Bagian 7.1: “Someone Else”

Bagian 7.1: “Someone Else”

Ari Hardianah Harahap--

Sundra terus melirik jam ditangannya, ponselnya mati saat tidak sengaja tergiling oleh ban motornya sendiri, dan parahnya lagi ia sudah berjanji untuk menjemput Arisa, entah sudah berapa lama perempuan itu menunggunya, yang sialnya tidak bisa ia kabari. Sundra tergopoh – gopoh, setelah mengisi minyak di pom bensin ia segera melaju dengan cepat menuju kampus.

Hari ini pantas dijuluki sebagai hari sial sepanjang hidupnya, Sundra sedikit kehilangan kendali saat harus memarkirkan motornya dan tidak sengaja menyerempet seorang mahasiswi yang kini terjatuh, meringis kesakitan. Sundra melepas helmnya sembarangan dan menghampiri perempuan tersebut.

“Lo gak apa – apa?” Tanya Sundra, ia melihat tubuh perempuan itu, apakah ada yang terluka atau tidak.

Perempuan dengan rambut pendek tersebut terdiam untuk beberapa lama, “Kak Sundra?” Tanya Perempuan tersebut, matanya berbinar senang, wajahnya yang tadinya meringis kini tampak ceria. Perempuan tersenyum lebar menatap Sundra, “Kakak ingat aku nggak? Aku Aya.” Beritahu Aya.

Sundra tersenyum kikuk, untuk menghargai Aya, dia hanya menganggukkan kepalanya, “Ah…Aya ya?” Balas Sundra. Aya mengangguk semangat.

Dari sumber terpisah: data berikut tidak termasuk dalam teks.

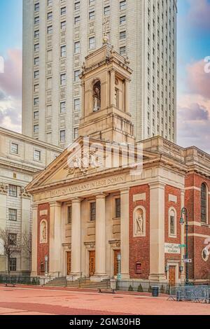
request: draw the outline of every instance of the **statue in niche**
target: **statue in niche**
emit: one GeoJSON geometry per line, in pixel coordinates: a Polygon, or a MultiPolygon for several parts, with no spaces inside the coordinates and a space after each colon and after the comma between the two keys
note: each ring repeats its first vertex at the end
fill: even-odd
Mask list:
{"type": "Polygon", "coordinates": [[[144,234],[144,214],[143,210],[139,209],[136,211],[135,214],[135,230],[134,234],[136,236],[141,237],[144,234]]]}
{"type": "Polygon", "coordinates": [[[41,227],[41,241],[46,242],[47,240],[47,227],[46,223],[43,221],[41,227]]]}
{"type": "Polygon", "coordinates": [[[97,112],[101,108],[101,83],[97,81],[93,86],[93,111],[97,112]]]}

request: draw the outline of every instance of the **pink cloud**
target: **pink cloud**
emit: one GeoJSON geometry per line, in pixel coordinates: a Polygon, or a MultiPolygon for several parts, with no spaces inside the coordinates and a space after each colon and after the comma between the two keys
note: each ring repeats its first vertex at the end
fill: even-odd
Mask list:
{"type": "Polygon", "coordinates": [[[0,74],[0,89],[11,97],[21,97],[22,51],[19,49],[8,50],[4,73],[0,74]]]}
{"type": "Polygon", "coordinates": [[[187,67],[187,88],[192,94],[210,99],[210,74],[205,72],[206,62],[204,59],[187,67]]]}
{"type": "Polygon", "coordinates": [[[188,0],[190,8],[188,20],[191,25],[198,29],[210,28],[210,4],[207,0],[188,0]]]}

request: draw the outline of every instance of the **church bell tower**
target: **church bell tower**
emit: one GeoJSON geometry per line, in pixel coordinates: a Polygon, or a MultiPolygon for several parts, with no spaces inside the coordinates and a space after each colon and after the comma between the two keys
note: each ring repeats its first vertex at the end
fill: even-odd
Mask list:
{"type": "Polygon", "coordinates": [[[85,57],[82,67],[82,114],[79,136],[106,141],[134,143],[129,113],[132,71],[129,62],[105,38],[103,46],[85,57]]]}

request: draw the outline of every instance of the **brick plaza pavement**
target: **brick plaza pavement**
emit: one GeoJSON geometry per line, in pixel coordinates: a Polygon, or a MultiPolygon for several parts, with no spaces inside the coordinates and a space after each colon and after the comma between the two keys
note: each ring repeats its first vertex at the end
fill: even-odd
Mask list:
{"type": "Polygon", "coordinates": [[[0,286],[0,315],[209,315],[210,305],[59,288],[0,286]]]}

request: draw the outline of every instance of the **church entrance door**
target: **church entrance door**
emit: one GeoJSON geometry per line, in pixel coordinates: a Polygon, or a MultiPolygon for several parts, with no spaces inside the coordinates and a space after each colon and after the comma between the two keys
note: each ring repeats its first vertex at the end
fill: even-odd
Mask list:
{"type": "Polygon", "coordinates": [[[176,285],[176,266],[169,266],[169,281],[171,286],[176,285]]]}
{"type": "Polygon", "coordinates": [[[89,252],[89,275],[92,276],[95,272],[95,251],[89,252]]]}
{"type": "Polygon", "coordinates": [[[71,274],[71,251],[67,252],[67,275],[71,274]]]}

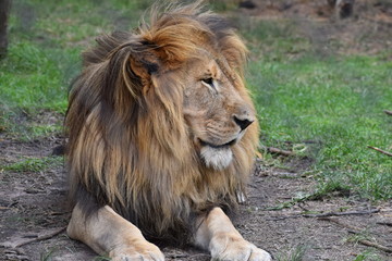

Namanya Amanda Ayasa, biasanya ia dipanggil Amanda, Aya itu panggilan kecilnya dan hanya keluarga dekatnya lah yang memanggil dia dengan sebutan Aya. Ayasa, tidak tahu apakah Sundra benar – benar mengingatnya atau tidak, karena gelagat pria itu begitu canggung. Padahal di tahun pertama Ayasa, dia sangat sering menghampiri Sundra entah sengaja atau tidak, sekedar untuk menyapa dengan suara pelan, tersenyum sekilas, atau hanya untuk mengagumi Sundra dari jauh.

“Lo nggak apa – apa kan?” Tanya Sundra lagi, memastikan. Sundra mengelurkan tangannya, membantu Ayasa berdiri, yang segera disambut oleh Aya dengan senang hati.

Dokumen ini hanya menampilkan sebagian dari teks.